Os relatos de experiências vividas por mulheres autistas diagnosticadas com Anorexia corroboram este facto, expressando que as suas caraterísticas autistas, incluindo inflexibilidade, sensibilidades sensoriais e desafios sociais, contribuem para a perturbação alimentar. A ligação pode também ser mediada por outras questões comuns comuns entre as pessoas autistas. Por exemplo, as pessoas autistas podem ter dificuldades na regulação das emoções, o que pode aumentar o risco de uma alimentação restritiva como forma de controlo das emoções. Da mesma forma, as pessoas autistas têm frequentemente problemas alimentares concomitantes, incluindo a alimentação selectiva e a recusa alimentar, e que que podem desempenhar um papel na relação entre o autismo e as perturbações alimentares. Por conseguinte, para as pessoas autistas, as intervenções precoces que visam a desregulação emocional e os problemas alimentares podem reduzir o risco de perturbações alimentares posteriores.
Mesmo que os comportamentos alimentares sejam semelhantes aos de pessoas não-autistas com Anorexia, o diagnóstico pode não ser tão exacto na captação da perturbação alimentar na população autista. É necessário um conhecimento mais alargado do comportamento alimentar no autismo para poder prestar um apoio efetivo a este grupo. Isto requer uma avaliação activa da Anorexia e de outras perturbações alimentares em populações autistas. Por exemplo, a Perturbação de Ingestão Alimentar Evitante/Restritiva (ARFID) pode ser particularmente relevante, dada a inclusão no diagnóstico da restrição alimentar devido à sensibilidade sensorial, em vez de de alimentação restritiva devido à sensibilidade sensorial e não ao medo de ganhar peso. Uma vez que as preocupações com o peso e a forma corporal parecem ser parecem ser motivações menos comuns para a restrição alimentar entre as pessoas autistas, pode ser que para algumas pessoas autistas com Anorexia, a alimentação restritiva possa ser melhor captada por um diagnóstico ARFID.
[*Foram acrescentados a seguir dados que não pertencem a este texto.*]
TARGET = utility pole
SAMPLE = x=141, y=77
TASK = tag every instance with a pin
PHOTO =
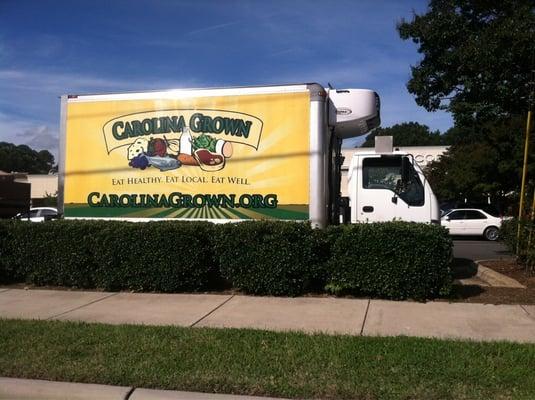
x=525, y=165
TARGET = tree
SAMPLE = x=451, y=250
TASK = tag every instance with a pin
x=478, y=56
x=487, y=166
x=406, y=134
x=23, y=159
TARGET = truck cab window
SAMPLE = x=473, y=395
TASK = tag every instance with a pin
x=386, y=173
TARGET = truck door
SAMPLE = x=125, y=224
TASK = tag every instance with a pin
x=385, y=195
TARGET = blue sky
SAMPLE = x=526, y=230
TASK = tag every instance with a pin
x=53, y=47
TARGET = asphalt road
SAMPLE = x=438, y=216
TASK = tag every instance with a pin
x=474, y=249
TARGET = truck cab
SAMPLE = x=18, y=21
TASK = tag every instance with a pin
x=386, y=186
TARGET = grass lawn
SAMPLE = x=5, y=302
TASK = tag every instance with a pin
x=266, y=363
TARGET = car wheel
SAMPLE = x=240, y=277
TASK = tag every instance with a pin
x=491, y=233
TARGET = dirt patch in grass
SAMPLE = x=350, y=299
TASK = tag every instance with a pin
x=494, y=295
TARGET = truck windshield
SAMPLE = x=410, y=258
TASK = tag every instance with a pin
x=385, y=173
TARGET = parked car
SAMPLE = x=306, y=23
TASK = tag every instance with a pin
x=471, y=221
x=38, y=214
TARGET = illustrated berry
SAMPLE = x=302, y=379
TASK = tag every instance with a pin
x=139, y=161
x=160, y=147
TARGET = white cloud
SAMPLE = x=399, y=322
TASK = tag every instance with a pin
x=36, y=134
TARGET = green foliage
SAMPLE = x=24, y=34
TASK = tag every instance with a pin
x=22, y=158
x=477, y=56
x=391, y=260
x=524, y=246
x=407, y=134
x=484, y=160
x=270, y=257
x=161, y=256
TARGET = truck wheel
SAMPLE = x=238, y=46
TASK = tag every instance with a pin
x=491, y=233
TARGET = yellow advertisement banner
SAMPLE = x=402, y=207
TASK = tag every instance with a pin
x=217, y=157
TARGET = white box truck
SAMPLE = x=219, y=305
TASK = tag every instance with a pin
x=226, y=154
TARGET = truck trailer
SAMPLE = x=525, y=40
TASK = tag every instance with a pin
x=225, y=154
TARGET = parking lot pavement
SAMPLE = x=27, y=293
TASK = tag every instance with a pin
x=481, y=322
x=44, y=304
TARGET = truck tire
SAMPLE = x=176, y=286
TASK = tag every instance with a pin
x=491, y=233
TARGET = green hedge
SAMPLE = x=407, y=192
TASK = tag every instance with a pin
x=389, y=260
x=271, y=257
x=523, y=247
x=157, y=256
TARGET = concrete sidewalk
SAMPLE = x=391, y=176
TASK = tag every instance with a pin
x=26, y=389
x=323, y=314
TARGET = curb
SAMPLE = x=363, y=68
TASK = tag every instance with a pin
x=495, y=279
x=34, y=389
x=22, y=389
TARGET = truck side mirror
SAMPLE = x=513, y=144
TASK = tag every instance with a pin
x=405, y=170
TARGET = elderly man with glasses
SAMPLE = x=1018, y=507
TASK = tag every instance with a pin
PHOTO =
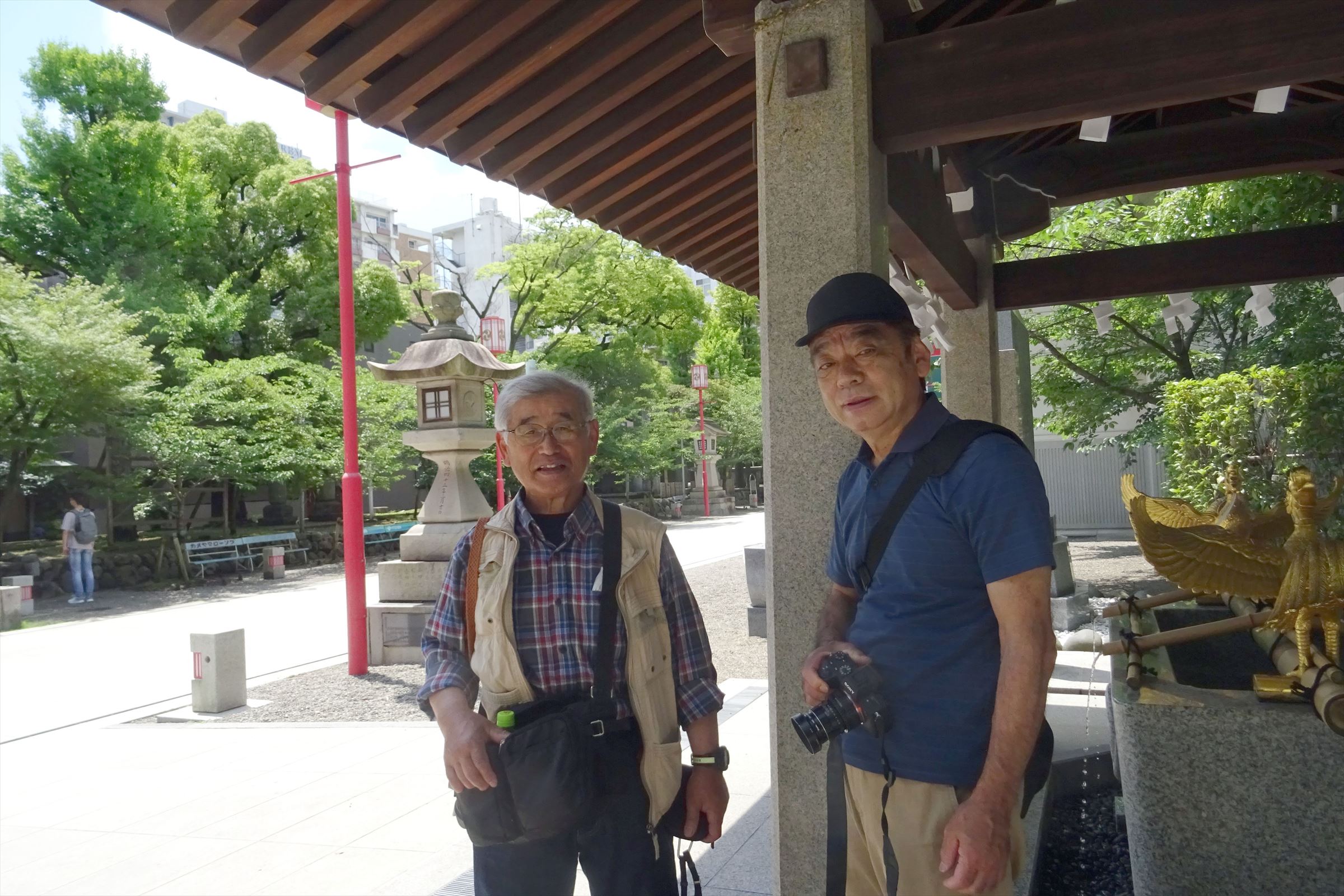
x=539, y=574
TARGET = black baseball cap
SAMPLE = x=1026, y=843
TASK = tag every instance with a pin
x=854, y=297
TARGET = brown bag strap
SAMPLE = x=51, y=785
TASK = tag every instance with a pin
x=472, y=585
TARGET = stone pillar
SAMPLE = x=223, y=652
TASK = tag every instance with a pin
x=971, y=368
x=1015, y=402
x=822, y=187
x=25, y=585
x=220, y=671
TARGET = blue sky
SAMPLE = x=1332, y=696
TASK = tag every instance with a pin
x=424, y=186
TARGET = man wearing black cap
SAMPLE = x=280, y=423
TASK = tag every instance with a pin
x=953, y=613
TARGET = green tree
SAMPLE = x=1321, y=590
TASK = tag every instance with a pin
x=71, y=363
x=1089, y=379
x=643, y=416
x=570, y=278
x=730, y=343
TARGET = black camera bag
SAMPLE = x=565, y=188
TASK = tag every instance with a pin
x=548, y=766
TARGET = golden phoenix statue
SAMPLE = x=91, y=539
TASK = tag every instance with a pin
x=1304, y=577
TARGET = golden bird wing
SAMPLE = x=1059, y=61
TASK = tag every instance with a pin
x=1272, y=526
x=1173, y=512
x=1208, y=558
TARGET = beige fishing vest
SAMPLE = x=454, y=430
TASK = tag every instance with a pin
x=648, y=657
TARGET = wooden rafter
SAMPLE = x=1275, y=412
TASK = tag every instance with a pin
x=1104, y=58
x=1218, y=262
x=924, y=233
x=1026, y=186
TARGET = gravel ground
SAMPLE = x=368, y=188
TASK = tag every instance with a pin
x=1085, y=851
O diagnóstico de Perturbação do Espectro do Autismo é suficientemente complexo na sua apresentação enquanto perturbação do neurodesenvolvimento. E ainda mais o é quando se procura compreender este quadro clinico na pessoa adulta, principalmente quando se verifica um conjunto tão alargado de comorbilidades psiquiátricas associadas.
Estamos aqui a falar das Perturbações da Conduta Alimentar, mas poderíamos igualmente estar a falar de Perturbação de Hiperactividade e Défice de Atenção, Perturbação Obsessivo-Compulsiva, Perturbação da Personalidade Borderline, Perturbação de Ansiedade Generalizada, etc. É importante ter em conta a complexidade da apresentação destes quadros clínicos, numa primeira instância no momento da avaliação, fazendo com que esta não se centre somente nos critérios de diagnóstico do autismo e que possa ir ao encontro de outros diagnósticos que possam ser igualmente possíveis. Mas também no cuidado a ter na própria adaptação dos programas de intervenção, mesmo aqueles que sendo manualizados e de orientação comportamental e cognitivo tenham sido validados para a intervenção nas perturbações da conduta alimentar, mas que não se encontrem devidamente adaptados quando há comorbilidades com o espectro do autismo.